As long as there is natural land available to be ravished by private corporations to keep the death machine spewing forth meat for consumption, more and more rural families, women and children, and entire cultures, will be reduced to poverty. The equation that unites a meat diet, global warming, corporate profits and rising poverty is clear. For this reason the food industry is determined to use whatever devious and fraudulent means at its disposal to hold its own. This includes the publication of duplicitous science, which is now endemic to multinational corporations in the pharmaceutical, chemical-based agriculture, food and animal industries. Unfortunately western countries, and in particular the US, refuse to ask themselves urgent moral questions. When a nation deliberates on what is right, what is the correct and humane thing to do, it inevitably frames its answers in the context of what is best for that nation to leverage an advantage over others. It is not about preserving the planet’s environment or improving people’s health. It is not about the “Earth as home,” as Pope Francis states.

 

What is particularly insidious and criminal are the economic elite who benefit financially from this holocaust of land and sea life.
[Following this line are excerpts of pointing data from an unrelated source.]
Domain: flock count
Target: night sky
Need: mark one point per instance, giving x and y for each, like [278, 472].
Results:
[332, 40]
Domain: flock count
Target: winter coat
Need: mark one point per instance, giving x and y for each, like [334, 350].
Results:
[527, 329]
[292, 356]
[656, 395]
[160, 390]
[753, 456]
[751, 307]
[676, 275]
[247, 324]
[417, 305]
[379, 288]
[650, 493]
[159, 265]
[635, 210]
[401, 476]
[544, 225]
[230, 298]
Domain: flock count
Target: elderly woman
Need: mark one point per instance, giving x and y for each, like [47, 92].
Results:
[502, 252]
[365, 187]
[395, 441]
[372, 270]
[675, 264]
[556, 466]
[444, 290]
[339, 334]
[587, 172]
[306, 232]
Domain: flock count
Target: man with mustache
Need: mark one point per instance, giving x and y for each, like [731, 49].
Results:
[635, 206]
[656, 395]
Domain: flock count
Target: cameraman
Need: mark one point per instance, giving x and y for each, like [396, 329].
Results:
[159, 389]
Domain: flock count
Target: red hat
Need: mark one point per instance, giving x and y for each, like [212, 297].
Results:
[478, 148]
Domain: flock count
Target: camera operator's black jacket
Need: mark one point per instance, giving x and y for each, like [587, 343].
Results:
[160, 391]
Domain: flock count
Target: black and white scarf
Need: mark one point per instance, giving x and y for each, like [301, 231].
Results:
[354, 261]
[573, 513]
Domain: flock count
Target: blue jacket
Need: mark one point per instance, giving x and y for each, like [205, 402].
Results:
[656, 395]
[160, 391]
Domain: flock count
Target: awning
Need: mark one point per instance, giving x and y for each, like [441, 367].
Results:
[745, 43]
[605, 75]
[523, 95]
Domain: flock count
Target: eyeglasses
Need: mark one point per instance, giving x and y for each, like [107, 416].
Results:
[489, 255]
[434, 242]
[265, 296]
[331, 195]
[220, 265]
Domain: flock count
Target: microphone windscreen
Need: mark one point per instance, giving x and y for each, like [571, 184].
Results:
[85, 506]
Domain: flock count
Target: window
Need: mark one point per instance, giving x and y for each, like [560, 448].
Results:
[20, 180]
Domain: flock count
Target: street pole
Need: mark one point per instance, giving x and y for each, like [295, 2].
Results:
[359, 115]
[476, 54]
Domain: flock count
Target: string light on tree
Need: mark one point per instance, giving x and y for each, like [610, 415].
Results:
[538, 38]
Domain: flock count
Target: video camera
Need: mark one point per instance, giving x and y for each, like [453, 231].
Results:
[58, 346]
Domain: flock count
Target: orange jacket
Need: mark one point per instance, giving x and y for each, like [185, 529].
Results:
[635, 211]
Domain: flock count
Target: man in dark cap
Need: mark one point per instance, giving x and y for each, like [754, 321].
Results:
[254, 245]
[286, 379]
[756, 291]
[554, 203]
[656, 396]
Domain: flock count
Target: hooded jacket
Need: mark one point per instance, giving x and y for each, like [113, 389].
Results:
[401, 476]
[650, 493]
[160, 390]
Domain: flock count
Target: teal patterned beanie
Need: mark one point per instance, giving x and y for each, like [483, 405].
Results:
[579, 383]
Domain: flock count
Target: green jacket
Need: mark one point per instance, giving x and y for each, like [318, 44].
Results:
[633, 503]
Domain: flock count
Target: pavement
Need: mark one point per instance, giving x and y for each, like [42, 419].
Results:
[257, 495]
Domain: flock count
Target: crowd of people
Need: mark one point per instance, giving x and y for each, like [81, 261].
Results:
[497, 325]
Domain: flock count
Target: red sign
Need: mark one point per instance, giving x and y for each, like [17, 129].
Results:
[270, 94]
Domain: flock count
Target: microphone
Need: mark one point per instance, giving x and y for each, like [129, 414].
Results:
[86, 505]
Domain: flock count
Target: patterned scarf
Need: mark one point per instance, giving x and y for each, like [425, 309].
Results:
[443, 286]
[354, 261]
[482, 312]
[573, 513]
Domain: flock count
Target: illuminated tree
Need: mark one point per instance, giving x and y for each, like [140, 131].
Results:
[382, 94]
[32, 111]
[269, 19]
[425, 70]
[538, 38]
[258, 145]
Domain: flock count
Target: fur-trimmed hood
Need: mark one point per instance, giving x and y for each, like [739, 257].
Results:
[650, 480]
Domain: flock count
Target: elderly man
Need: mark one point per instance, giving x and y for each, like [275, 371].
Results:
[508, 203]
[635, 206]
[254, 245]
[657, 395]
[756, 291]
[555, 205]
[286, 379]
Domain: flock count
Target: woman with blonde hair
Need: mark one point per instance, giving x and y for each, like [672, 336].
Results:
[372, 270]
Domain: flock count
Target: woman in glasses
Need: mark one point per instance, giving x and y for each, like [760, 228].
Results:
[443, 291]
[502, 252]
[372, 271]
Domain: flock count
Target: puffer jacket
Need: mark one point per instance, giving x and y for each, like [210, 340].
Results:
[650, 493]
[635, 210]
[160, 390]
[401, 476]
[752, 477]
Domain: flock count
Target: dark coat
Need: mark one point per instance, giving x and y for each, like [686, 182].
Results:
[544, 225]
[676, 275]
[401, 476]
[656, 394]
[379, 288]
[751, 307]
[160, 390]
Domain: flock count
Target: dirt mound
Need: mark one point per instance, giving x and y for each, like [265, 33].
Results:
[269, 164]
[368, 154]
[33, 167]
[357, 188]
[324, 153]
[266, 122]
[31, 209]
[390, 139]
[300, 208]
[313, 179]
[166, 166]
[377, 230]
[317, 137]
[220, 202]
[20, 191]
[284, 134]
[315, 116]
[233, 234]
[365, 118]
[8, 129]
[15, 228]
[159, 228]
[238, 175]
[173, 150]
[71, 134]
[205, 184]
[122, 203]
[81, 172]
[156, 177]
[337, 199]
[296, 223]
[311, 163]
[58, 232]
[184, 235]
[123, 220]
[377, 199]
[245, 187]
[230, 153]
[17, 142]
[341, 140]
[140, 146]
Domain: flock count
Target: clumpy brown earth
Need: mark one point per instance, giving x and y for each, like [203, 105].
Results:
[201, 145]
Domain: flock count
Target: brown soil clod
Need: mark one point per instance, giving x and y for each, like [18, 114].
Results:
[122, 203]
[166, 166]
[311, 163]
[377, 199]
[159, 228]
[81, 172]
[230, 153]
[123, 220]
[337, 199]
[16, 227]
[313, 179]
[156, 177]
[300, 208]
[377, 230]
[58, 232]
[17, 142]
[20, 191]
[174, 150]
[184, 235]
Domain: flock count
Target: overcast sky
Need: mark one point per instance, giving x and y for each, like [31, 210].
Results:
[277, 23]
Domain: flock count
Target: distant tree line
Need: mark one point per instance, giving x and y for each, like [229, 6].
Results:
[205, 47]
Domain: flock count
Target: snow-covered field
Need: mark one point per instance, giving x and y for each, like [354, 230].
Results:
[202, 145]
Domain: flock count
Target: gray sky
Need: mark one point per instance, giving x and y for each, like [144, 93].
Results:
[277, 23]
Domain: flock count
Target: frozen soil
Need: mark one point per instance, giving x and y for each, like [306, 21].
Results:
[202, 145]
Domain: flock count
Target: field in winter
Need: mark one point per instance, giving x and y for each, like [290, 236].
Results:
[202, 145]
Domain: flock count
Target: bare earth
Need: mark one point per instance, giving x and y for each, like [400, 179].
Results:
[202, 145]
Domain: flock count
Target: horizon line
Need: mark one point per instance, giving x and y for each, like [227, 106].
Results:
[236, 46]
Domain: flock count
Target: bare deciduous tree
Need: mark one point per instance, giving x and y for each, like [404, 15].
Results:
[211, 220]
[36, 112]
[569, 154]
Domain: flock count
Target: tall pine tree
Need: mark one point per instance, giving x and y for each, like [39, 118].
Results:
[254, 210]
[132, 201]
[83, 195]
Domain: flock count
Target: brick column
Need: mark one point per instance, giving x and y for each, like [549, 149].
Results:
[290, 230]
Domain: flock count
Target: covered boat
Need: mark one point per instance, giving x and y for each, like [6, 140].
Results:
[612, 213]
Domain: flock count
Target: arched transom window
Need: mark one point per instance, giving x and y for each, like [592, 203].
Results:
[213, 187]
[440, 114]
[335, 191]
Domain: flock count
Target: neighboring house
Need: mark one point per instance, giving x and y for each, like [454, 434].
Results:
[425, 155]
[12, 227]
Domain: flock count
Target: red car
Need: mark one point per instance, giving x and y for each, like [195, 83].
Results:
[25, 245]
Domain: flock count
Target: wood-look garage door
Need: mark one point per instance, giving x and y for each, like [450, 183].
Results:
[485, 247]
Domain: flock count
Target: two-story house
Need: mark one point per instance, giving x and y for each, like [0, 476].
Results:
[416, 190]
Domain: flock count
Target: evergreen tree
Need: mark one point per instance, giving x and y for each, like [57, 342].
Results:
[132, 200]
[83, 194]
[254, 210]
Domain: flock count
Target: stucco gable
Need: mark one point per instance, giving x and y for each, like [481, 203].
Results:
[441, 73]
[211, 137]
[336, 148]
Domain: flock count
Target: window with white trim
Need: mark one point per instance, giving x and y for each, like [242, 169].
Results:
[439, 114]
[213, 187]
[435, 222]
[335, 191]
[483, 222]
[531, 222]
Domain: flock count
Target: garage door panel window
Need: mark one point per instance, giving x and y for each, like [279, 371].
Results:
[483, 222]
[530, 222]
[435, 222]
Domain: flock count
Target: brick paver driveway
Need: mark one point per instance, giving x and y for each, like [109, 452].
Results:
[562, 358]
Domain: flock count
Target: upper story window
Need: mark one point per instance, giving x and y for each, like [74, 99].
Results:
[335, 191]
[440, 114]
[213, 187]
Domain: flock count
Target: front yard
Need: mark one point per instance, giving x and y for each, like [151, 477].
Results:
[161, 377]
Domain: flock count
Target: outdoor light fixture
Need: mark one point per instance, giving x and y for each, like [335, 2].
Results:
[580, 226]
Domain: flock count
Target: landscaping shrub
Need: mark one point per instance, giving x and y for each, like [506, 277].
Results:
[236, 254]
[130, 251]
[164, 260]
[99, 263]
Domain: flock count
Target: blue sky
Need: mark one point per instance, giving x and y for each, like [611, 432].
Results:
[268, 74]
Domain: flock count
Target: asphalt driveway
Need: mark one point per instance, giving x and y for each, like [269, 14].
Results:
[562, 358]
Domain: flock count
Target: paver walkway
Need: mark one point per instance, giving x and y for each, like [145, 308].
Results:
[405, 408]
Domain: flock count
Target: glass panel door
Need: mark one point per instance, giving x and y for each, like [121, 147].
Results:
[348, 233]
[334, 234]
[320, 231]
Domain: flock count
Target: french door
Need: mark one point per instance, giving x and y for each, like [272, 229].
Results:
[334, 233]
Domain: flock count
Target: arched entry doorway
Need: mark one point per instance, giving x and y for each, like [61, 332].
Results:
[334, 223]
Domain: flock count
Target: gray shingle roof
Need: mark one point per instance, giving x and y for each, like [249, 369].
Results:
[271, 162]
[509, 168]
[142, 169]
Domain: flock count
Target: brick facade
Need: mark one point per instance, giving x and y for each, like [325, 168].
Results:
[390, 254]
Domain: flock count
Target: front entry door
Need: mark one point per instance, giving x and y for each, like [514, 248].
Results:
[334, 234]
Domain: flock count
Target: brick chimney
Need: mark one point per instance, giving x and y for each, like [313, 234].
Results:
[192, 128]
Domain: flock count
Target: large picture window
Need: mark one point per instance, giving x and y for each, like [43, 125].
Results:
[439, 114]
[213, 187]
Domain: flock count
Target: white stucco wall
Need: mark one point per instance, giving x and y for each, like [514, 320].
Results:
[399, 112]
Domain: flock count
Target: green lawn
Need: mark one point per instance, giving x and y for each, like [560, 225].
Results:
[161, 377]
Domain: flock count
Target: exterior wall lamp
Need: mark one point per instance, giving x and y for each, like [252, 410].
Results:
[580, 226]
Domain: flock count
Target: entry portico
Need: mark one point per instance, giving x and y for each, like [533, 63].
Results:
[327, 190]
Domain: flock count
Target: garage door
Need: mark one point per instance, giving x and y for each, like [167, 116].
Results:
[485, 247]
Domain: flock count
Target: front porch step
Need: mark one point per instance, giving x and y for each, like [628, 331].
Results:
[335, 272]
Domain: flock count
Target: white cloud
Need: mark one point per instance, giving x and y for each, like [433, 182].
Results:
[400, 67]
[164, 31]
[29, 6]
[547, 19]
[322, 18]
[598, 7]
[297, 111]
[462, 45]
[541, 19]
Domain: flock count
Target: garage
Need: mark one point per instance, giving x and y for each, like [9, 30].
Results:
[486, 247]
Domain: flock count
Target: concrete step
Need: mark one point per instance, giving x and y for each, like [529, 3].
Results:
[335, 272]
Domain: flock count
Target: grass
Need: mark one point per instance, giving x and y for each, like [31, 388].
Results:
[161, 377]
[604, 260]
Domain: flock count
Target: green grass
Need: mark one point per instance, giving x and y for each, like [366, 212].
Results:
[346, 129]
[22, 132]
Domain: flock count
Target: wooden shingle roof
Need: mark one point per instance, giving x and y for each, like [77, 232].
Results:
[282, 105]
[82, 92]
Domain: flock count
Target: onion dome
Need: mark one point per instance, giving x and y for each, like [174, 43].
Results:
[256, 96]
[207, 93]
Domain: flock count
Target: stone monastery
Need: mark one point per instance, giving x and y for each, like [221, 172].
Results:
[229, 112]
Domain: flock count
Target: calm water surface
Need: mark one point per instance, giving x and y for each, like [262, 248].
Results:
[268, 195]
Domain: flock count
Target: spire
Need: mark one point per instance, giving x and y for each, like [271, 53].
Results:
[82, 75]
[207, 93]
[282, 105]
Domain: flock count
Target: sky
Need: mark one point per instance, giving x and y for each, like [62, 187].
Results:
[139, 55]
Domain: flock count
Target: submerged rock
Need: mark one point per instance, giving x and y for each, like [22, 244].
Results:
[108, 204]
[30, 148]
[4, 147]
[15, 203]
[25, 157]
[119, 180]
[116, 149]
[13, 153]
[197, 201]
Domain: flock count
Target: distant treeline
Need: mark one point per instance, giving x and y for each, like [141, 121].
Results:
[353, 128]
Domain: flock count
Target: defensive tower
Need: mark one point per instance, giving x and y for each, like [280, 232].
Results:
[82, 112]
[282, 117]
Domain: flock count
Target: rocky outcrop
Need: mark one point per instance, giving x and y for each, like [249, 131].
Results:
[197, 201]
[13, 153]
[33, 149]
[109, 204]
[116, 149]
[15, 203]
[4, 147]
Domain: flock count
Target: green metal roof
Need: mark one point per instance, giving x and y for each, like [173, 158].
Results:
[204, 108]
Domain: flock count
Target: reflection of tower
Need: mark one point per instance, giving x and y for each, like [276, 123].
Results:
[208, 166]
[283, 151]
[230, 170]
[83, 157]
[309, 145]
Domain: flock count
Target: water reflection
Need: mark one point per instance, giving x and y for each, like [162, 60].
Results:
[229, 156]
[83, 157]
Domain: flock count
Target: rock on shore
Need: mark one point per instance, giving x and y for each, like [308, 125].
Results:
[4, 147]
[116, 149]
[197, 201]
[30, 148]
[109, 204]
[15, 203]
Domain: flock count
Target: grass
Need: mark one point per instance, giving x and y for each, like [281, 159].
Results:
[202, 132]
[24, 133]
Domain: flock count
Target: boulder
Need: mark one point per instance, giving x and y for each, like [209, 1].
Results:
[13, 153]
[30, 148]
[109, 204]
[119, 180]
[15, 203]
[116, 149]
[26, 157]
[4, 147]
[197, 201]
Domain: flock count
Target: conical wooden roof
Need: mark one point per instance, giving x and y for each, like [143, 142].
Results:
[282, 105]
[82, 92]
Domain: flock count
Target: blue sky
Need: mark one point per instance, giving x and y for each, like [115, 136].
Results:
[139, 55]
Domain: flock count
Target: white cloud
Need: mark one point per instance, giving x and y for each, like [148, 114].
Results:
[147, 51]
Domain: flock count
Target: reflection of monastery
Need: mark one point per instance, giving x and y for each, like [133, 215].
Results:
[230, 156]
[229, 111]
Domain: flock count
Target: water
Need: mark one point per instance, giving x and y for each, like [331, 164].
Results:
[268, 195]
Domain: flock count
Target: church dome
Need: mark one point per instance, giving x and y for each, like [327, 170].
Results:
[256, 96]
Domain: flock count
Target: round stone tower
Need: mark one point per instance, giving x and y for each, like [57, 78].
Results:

Pope Francis not only warns about the immorality that fuels free-market capitalism but also targets the agro-industrial complex and the oil and gas industries as the greatest threats to life on the planet. He is aligned with the food activists who oppose companies like Monsanto and DuPont who wish to dominate global food security and alter the very fabric of plant and animal life for greed and profit.

 

 

 

Unlike his predecessors, Pope Francis has adopted a humble and simple lifestyle that prefers less over more. His meals consist primarily of vegetables, salads, fruits, a glass of wine, and the occasional skinned and baked chicken. With the release of the encyclical, and the Pope’s inevitable soul-searching and pondering of the state of our planet’s condition, we may hope that the Pope will embrace a full vegetarian or vegan lifestyle to serve as an exemplar for all Catholics and his non-Catholic admirers.

 

Pope Frances has the capacity to do more than any other person today to change the course of modern history and rally people against the depraved multinational corporate and financial engine that has no intention in preserving life.